Scaffolding outside PaperChase, H.Samuel and Claire's

Scaffolding outside PaperChase, H.Samuel and Claire's

The council granted permission to turn part of Fargate Court - the offices above Paperchase and jeweller H.Samuel - into around 50 student apartments in May last year. But it is understood that almost no physical work has been done on the site since November, a delay believed to be linked to the Grenfell Tower disaster.

Mazher Iqbal, cabinet member for business and investment at the council, said: “We have been listening to traders and shares their concerns about the length of time this scaffolding has been in place, with little progress. Like them, and the public, we are fed up with the delays to the project and disruption on Fargate and Chapel Walk.

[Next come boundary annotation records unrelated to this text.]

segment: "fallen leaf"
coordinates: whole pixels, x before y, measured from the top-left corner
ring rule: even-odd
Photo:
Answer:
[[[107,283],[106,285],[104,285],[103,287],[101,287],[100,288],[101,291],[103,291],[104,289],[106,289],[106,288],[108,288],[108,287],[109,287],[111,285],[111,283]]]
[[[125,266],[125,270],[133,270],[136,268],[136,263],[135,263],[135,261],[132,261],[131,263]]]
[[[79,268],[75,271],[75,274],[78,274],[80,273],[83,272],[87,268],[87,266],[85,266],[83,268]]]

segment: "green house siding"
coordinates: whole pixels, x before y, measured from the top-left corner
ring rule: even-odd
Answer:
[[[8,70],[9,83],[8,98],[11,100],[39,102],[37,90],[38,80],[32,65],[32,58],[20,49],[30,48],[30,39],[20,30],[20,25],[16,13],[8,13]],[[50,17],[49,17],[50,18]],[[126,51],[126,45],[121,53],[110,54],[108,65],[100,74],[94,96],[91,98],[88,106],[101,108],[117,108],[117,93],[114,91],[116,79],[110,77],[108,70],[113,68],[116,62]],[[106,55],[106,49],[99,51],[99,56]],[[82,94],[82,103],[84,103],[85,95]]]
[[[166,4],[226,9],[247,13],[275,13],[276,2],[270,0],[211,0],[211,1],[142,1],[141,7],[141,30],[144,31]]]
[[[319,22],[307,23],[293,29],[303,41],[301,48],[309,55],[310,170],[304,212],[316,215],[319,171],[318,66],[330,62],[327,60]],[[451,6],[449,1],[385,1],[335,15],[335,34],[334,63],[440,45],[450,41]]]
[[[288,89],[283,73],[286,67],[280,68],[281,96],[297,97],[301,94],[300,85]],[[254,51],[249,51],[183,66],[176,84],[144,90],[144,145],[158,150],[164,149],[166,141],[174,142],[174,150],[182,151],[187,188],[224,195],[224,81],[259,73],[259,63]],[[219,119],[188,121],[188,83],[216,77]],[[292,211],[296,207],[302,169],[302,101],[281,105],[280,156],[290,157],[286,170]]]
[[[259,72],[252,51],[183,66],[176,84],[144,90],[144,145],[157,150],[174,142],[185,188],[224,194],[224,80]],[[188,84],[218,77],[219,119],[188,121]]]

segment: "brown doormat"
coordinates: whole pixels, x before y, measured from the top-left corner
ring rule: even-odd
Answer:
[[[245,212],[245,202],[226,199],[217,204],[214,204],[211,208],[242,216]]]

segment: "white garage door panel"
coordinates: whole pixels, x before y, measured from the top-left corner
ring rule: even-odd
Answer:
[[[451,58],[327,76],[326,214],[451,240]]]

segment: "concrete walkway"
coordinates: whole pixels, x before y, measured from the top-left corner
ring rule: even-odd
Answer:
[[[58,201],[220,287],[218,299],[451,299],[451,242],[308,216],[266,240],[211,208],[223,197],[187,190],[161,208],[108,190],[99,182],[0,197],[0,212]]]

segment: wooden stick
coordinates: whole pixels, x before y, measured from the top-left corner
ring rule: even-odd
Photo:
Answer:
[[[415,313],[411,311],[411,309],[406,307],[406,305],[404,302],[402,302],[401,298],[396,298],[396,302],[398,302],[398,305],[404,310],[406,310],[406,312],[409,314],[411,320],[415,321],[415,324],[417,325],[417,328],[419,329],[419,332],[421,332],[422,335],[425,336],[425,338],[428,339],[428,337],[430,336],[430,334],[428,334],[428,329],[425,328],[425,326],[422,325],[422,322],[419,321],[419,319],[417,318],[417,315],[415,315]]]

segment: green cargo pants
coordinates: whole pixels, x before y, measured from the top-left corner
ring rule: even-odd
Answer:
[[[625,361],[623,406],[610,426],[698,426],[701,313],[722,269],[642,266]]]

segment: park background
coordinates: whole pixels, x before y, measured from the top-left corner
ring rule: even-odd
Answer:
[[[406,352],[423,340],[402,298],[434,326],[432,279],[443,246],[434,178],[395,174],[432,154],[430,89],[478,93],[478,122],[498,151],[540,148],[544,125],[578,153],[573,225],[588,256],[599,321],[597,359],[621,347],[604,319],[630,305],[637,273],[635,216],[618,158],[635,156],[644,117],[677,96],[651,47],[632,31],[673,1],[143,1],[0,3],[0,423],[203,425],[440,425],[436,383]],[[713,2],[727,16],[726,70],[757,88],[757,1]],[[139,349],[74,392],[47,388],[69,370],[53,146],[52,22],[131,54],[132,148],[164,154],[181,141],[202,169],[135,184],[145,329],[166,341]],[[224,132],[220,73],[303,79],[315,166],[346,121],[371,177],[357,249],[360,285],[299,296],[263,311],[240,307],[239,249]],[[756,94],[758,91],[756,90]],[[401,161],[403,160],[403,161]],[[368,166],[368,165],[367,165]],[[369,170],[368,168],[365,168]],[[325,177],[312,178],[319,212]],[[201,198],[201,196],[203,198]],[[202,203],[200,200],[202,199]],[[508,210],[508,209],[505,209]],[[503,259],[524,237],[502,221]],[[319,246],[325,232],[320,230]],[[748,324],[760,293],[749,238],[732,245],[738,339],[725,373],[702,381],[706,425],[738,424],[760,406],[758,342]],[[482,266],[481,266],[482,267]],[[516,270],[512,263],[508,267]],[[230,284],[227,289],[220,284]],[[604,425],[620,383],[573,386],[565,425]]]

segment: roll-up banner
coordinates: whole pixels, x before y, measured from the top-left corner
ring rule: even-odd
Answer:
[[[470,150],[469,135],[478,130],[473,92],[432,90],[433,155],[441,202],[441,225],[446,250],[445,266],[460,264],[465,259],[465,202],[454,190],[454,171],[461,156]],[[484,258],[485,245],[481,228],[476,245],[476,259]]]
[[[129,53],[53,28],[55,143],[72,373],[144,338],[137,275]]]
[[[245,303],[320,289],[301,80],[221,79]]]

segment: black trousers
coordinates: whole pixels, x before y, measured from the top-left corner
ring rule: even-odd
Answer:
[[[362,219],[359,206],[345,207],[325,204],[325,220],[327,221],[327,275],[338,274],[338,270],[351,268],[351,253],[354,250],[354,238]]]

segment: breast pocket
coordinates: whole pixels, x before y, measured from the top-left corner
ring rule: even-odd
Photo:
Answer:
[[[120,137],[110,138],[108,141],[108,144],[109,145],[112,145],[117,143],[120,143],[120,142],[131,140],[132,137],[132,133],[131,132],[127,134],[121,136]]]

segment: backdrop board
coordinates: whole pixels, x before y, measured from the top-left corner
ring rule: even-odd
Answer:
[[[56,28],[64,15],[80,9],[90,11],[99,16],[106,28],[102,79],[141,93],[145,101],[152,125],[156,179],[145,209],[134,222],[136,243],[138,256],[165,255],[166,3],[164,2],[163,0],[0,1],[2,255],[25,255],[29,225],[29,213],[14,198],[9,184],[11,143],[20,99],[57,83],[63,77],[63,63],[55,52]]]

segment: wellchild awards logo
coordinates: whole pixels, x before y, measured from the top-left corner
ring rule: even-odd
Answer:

“We will be requesting the developer of Fargate Court to remove the scaffolding and site compounds from Fargate and Chapel Walk as soon as reasonably possible. Alternative arrangements will have to be agreed to minimise disruption while ensuring development works can proceed.”

The delay has prompted claims that the scaffolding is damaging business and causing an increase in antisocial behaviour.

Diane Jarvis, Sheffield BID manager, said: “We have supported the traders of Chapel Walk in a number of ways during building work in a bid to reduce the impact on business.

“Whilst the BID supports development in the city centre, if this comes at a cost to existing retailers, developers must find an alternative method to ensure projects do not adversely affect business.”

Coyne were contacted for a response.